What struck us is that most of these would not look out of place now, if they were filtered through the lens of Instagram, figuratively and literally.

The only good thing to come out of the two week-plus U.S. government shutdown last month was the attention it brought to the national parks, the importance of them to the local economies that depend on them, and the global inspiration that every country trying to conserve its natural resources derives from the creation of them, “an idea as uniquely American as the Declaration of Independence and just as radical,” as Ken Burns put it in his 2009 TV documentary The National Parks: America’s Best Idea.

But way before we Instagrammed the 2013 shutdown, there was a generation that embraced and grew up on them, way before other more addictive man-made theme parks stole the former national pastime. And a unique program called DOCUMERICA documented the national parks like we would now, in all its filtered nostalgic glory.

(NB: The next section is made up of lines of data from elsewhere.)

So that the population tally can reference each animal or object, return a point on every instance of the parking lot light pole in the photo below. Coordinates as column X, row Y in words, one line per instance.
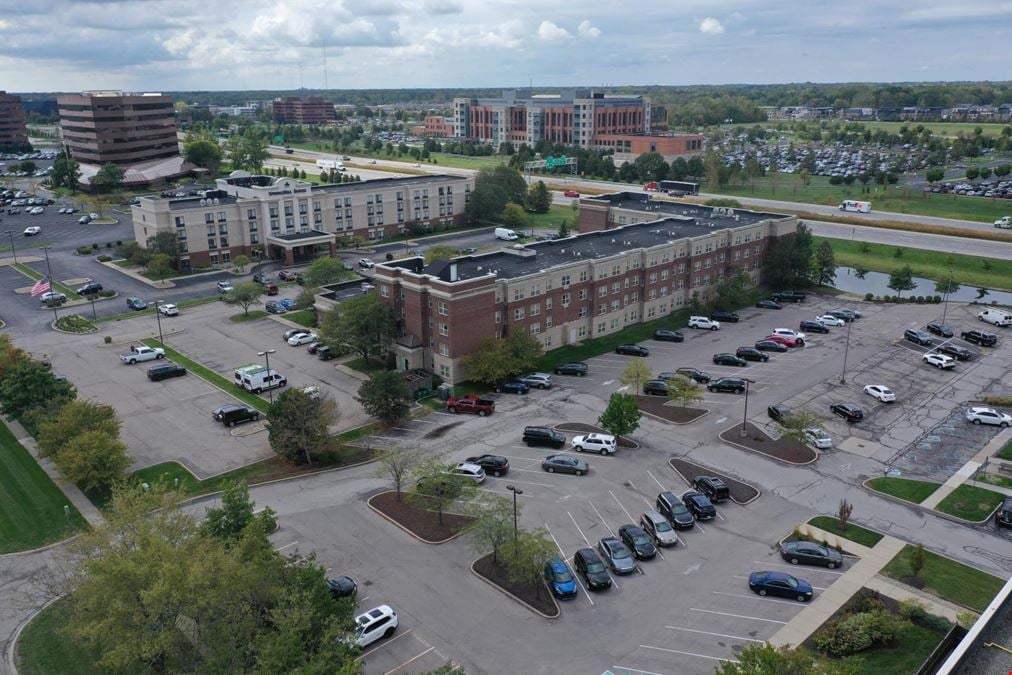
column 516, row 491
column 745, row 417
column 266, row 355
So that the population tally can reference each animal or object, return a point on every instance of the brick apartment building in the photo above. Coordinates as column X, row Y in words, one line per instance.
column 304, row 110
column 293, row 221
column 636, row 259
column 13, row 132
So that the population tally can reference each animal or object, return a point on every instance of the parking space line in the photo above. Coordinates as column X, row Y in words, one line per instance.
column 700, row 656
column 718, row 635
column 414, row 658
column 725, row 613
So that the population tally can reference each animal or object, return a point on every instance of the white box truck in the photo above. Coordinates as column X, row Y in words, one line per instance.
column 256, row 377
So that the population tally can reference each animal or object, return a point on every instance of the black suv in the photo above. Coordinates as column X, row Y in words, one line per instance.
column 672, row 508
column 543, row 436
column 918, row 337
column 712, row 487
column 732, row 385
column 699, row 505
column 576, row 368
column 975, row 336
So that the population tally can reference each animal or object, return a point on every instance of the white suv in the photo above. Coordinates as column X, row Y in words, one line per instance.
column 595, row 442
column 704, row 323
column 988, row 416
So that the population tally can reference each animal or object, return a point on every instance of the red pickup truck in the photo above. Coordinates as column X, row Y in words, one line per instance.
column 471, row 404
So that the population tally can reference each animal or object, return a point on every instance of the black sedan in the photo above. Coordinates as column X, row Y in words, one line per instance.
column 769, row 345
column 729, row 359
column 847, row 411
column 807, row 553
column 631, row 350
column 664, row 335
column 565, row 463
column 751, row 354
column 591, row 567
column 576, row 368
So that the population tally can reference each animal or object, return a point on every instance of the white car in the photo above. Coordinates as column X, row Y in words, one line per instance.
column 830, row 320
column 880, row 392
column 373, row 624
column 819, row 438
column 302, row 338
column 601, row 443
column 940, row 361
column 704, row 323
column 988, row 416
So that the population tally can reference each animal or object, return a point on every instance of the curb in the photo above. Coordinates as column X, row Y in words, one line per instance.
column 368, row 502
column 515, row 598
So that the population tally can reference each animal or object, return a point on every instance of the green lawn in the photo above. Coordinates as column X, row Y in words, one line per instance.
column 218, row 381
column 947, row 579
column 853, row 532
column 31, row 506
column 904, row 488
column 966, row 269
column 971, row 503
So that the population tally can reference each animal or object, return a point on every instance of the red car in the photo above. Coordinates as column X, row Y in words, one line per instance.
column 782, row 339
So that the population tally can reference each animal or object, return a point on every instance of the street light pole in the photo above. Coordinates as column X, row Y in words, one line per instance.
column 516, row 491
column 266, row 355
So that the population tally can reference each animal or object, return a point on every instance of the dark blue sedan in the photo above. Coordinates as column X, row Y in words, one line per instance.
column 560, row 578
column 778, row 583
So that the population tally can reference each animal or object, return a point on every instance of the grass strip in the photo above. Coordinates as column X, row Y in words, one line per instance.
column 947, row 579
column 904, row 488
column 213, row 377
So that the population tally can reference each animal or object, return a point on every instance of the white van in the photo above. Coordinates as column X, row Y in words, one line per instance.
column 996, row 317
column 854, row 205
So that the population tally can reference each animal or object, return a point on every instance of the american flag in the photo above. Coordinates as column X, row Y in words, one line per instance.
column 41, row 285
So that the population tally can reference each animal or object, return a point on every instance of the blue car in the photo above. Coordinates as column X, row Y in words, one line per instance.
column 560, row 578
column 778, row 583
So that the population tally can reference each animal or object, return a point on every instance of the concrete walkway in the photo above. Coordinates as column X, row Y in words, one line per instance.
column 71, row 491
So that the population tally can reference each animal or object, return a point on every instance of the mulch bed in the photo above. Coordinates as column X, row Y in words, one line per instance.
column 580, row 427
column 537, row 596
column 756, row 439
column 741, row 493
column 420, row 522
column 655, row 405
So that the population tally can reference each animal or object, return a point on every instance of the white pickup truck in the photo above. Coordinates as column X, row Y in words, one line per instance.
column 142, row 353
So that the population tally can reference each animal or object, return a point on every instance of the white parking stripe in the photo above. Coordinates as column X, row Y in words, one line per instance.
column 718, row 635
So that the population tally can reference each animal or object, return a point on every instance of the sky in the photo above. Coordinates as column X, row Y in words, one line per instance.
column 214, row 45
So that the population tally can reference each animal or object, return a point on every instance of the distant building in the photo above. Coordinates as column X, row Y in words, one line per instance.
column 304, row 110
column 13, row 133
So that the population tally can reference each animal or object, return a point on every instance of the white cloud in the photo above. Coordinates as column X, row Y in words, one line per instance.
column 549, row 31
column 710, row 26
column 587, row 30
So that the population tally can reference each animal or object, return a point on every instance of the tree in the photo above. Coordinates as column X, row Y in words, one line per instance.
column 621, row 417
column 298, row 423
column 825, row 264
column 636, row 373
column 440, row 252
column 386, row 396
column 513, row 216
column 93, row 459
column 108, row 179
column 244, row 294
column 684, row 391
column 902, row 279
column 364, row 324
column 538, row 198
column 73, row 418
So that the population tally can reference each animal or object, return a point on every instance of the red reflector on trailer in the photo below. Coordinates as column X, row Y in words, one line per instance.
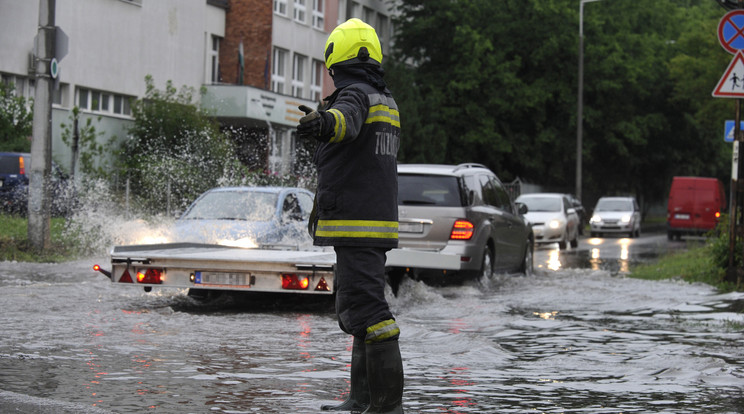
column 292, row 281
column 323, row 285
column 152, row 276
column 462, row 230
column 125, row 278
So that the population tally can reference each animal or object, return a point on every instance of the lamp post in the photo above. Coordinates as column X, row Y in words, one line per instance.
column 580, row 100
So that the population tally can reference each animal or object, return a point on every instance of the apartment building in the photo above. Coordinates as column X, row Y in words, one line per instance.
column 257, row 59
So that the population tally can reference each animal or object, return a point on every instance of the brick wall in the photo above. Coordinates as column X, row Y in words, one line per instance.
column 249, row 20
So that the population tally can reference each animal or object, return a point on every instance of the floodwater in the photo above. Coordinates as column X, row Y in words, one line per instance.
column 576, row 337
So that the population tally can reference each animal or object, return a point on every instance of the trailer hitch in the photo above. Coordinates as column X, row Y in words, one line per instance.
column 98, row 268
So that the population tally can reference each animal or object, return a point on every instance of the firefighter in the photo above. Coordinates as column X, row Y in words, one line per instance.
column 356, row 209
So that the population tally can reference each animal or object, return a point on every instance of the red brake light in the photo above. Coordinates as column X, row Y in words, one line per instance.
column 323, row 285
column 152, row 276
column 125, row 278
column 292, row 281
column 462, row 230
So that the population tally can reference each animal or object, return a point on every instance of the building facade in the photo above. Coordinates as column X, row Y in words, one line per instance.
column 257, row 59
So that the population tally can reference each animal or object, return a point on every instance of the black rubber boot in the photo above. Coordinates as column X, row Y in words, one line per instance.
column 385, row 375
column 358, row 399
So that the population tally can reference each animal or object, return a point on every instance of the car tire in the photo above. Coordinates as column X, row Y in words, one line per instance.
column 575, row 242
column 528, row 261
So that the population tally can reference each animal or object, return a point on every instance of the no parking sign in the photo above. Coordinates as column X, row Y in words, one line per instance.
column 731, row 37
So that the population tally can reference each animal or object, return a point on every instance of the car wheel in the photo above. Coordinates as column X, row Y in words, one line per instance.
column 486, row 273
column 575, row 242
column 528, row 262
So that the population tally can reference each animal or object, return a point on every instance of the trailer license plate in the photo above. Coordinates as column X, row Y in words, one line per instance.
column 405, row 227
column 223, row 278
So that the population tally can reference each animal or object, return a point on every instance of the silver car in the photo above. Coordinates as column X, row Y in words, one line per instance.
column 616, row 215
column 553, row 218
column 462, row 210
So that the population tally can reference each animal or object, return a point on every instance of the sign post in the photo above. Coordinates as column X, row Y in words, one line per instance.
column 731, row 85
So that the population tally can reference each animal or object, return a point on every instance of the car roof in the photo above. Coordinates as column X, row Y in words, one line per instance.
column 542, row 195
column 267, row 189
column 618, row 198
column 441, row 169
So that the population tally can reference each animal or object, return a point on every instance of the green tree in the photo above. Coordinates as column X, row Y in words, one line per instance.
column 16, row 120
column 86, row 149
column 176, row 151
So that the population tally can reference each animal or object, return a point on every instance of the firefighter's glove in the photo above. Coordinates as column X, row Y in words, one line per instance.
column 311, row 124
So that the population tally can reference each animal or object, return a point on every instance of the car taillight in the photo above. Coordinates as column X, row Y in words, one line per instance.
column 293, row 281
column 152, row 276
column 462, row 230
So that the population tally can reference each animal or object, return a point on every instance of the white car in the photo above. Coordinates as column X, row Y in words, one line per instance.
column 616, row 215
column 553, row 218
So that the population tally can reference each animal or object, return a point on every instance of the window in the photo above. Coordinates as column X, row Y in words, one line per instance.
column 277, row 70
column 298, row 68
column 99, row 101
column 318, row 14
column 214, row 56
column 316, row 80
column 300, row 10
column 280, row 7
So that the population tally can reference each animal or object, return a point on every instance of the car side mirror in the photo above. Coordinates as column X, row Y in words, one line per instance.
column 522, row 208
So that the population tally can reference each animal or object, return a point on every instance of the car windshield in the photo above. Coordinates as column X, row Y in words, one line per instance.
column 433, row 190
column 614, row 205
column 541, row 203
column 233, row 205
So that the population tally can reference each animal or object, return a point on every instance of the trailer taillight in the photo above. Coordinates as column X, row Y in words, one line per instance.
column 323, row 285
column 151, row 276
column 293, row 281
column 462, row 230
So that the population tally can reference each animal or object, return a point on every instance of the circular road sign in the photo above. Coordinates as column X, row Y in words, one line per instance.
column 731, row 31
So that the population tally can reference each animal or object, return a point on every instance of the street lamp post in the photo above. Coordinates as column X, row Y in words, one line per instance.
column 580, row 100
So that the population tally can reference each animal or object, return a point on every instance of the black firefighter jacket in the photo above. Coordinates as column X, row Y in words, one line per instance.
column 357, row 195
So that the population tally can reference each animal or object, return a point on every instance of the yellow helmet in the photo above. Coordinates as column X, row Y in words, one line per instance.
column 352, row 42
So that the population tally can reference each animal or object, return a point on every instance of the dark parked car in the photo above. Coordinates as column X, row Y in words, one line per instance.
column 14, row 180
column 462, row 210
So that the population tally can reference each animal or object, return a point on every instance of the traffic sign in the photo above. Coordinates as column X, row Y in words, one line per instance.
column 728, row 130
column 731, row 84
column 731, row 31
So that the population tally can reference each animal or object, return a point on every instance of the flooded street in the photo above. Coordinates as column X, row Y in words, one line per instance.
column 577, row 337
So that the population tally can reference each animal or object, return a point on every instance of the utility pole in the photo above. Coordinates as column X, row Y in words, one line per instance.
column 39, row 211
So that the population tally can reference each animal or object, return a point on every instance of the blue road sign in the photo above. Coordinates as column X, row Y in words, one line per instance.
column 728, row 130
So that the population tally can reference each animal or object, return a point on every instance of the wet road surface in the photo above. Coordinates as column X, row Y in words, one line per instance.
column 578, row 336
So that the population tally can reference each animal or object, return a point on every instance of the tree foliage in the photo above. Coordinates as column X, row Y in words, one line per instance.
column 16, row 120
column 496, row 83
column 176, row 151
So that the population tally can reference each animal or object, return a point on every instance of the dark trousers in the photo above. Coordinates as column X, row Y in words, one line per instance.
column 360, row 288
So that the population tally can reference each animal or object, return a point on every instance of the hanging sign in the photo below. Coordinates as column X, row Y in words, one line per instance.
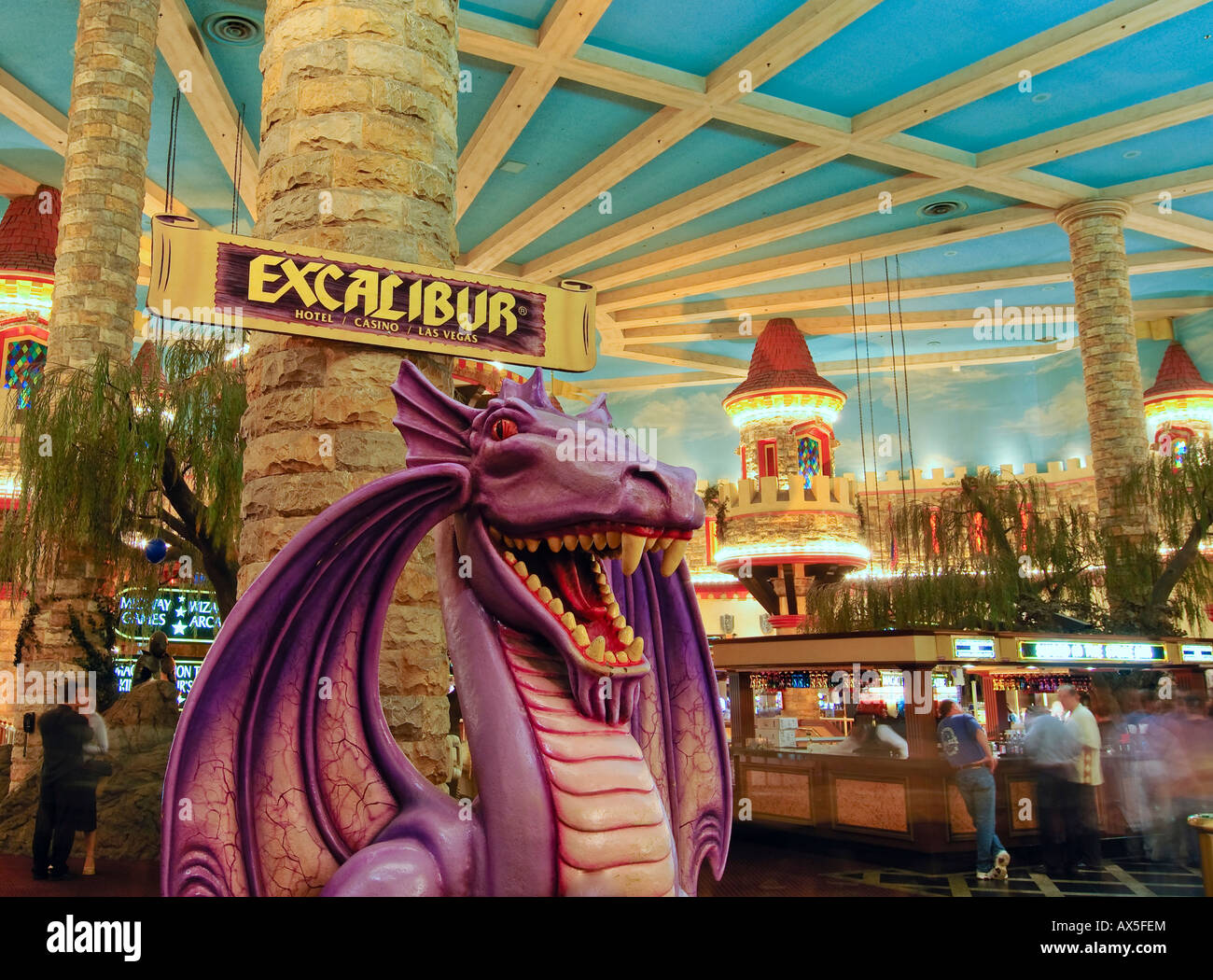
column 211, row 278
column 183, row 615
column 974, row 648
column 1062, row 651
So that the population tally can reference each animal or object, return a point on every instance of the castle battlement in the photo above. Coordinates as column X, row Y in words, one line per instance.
column 764, row 497
column 933, row 481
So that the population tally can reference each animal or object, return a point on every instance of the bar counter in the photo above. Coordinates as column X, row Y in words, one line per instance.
column 900, row 803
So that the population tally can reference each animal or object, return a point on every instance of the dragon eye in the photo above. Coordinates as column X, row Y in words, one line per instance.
column 504, row 428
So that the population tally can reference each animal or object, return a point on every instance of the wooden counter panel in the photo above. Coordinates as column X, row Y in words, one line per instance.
column 871, row 805
column 777, row 792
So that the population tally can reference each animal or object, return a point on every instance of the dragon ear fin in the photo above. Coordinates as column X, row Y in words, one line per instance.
column 435, row 427
column 598, row 412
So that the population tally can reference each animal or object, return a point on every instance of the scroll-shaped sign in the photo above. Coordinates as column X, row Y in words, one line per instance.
column 209, row 278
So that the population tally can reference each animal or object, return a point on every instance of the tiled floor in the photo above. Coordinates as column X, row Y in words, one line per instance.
column 1122, row 878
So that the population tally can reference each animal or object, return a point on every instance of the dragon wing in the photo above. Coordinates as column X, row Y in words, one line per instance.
column 283, row 764
column 677, row 721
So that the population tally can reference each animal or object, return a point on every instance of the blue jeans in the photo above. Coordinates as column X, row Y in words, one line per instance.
column 978, row 792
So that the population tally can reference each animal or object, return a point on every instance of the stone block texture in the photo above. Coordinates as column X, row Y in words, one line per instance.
column 358, row 155
column 1108, row 343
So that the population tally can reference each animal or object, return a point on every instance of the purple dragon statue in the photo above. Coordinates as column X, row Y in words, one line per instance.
column 579, row 657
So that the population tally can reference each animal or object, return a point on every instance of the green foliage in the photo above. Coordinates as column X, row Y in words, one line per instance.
column 121, row 453
column 994, row 555
column 712, row 498
column 96, row 639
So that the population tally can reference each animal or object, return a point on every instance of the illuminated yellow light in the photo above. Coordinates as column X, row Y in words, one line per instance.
column 759, row 408
column 1187, row 409
column 22, row 291
column 801, row 550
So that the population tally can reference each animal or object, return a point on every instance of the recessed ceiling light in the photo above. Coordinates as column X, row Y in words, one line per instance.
column 233, row 28
column 938, row 209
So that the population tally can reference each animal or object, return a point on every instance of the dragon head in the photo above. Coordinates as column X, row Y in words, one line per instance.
column 553, row 497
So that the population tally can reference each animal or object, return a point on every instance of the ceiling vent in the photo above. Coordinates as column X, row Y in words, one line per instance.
column 939, row 209
column 231, row 28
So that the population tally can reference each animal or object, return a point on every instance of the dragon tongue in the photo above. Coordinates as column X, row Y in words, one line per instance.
column 568, row 581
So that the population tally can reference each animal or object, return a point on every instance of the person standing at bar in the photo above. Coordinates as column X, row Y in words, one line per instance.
column 967, row 751
column 1081, row 818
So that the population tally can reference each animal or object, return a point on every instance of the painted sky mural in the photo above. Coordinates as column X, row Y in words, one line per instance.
column 982, row 415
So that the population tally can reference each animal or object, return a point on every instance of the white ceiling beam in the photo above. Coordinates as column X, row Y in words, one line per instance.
column 764, row 173
column 800, row 301
column 1039, row 53
column 187, row 56
column 865, row 201
column 563, row 32
column 829, row 256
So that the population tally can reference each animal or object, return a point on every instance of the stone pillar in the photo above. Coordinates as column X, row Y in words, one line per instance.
column 358, row 155
column 1110, row 368
column 96, row 271
column 105, row 173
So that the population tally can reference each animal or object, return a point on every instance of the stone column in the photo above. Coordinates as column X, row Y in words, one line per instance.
column 96, row 270
column 1110, row 368
column 358, row 155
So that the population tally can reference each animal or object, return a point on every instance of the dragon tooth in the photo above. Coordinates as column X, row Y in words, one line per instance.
column 634, row 547
column 674, row 557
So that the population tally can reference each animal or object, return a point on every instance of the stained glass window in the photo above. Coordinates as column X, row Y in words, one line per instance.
column 809, row 456
column 24, row 360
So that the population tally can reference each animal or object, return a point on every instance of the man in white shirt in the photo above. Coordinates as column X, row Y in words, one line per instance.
column 1080, row 813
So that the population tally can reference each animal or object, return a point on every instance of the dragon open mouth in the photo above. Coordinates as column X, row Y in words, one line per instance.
column 563, row 571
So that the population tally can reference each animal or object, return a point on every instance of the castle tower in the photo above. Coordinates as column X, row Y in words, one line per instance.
column 789, row 521
column 1178, row 405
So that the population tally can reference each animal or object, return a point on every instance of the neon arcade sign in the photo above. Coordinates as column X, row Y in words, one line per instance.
column 186, row 676
column 183, row 615
column 1063, row 651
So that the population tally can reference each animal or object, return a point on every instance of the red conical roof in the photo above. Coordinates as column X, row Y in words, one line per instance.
column 781, row 361
column 29, row 231
column 1177, row 373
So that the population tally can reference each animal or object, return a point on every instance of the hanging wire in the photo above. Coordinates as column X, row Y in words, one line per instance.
column 237, row 167
column 905, row 380
column 897, row 399
column 871, row 404
column 859, row 396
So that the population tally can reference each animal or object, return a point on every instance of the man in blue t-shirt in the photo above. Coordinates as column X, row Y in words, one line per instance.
column 967, row 751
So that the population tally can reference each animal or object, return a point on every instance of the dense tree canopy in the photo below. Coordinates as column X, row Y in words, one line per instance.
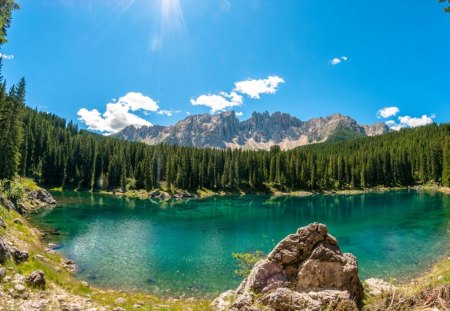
column 60, row 155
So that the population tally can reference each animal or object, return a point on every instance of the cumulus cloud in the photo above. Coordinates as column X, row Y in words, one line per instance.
column 387, row 112
column 254, row 88
column 337, row 60
column 168, row 113
column 118, row 114
column 220, row 102
column 6, row 56
column 408, row 122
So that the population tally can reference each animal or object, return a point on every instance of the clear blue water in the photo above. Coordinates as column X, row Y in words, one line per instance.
column 185, row 247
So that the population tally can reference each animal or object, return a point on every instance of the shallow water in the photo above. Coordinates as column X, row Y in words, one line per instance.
column 186, row 246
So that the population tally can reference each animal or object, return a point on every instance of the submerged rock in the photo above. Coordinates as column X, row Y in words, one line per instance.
column 377, row 287
column 305, row 271
column 43, row 196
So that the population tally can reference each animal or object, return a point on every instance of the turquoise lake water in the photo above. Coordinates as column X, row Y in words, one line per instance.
column 185, row 247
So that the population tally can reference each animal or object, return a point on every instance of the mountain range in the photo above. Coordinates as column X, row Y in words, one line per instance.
column 260, row 131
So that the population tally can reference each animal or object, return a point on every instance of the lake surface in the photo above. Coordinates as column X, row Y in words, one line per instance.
column 185, row 247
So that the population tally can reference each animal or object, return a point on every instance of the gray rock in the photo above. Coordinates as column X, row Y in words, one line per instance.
column 36, row 279
column 377, row 287
column 4, row 251
column 2, row 273
column 19, row 288
column 7, row 203
column 2, row 223
column 43, row 196
column 260, row 131
column 224, row 301
column 18, row 255
column 305, row 271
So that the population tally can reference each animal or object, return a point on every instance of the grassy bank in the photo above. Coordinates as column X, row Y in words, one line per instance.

This was a program sponsored by the Environmental Protection Agency to “photographically document subjects of environmental concern” in U.S., from about 1972 to 1977; it recruited 70 well-known photographers and ask them to go around the vast country and bring back photos of everyday life at the margins of these changes.

Some photographers interpreted their mission rather broadly and artistically, and Boyd Norton, a nature photographer, photographed the National Parks of Colorado and Utah, among other places.  The U.S. National Archives put up these photographs on Flickr and we have selected the best of them, above.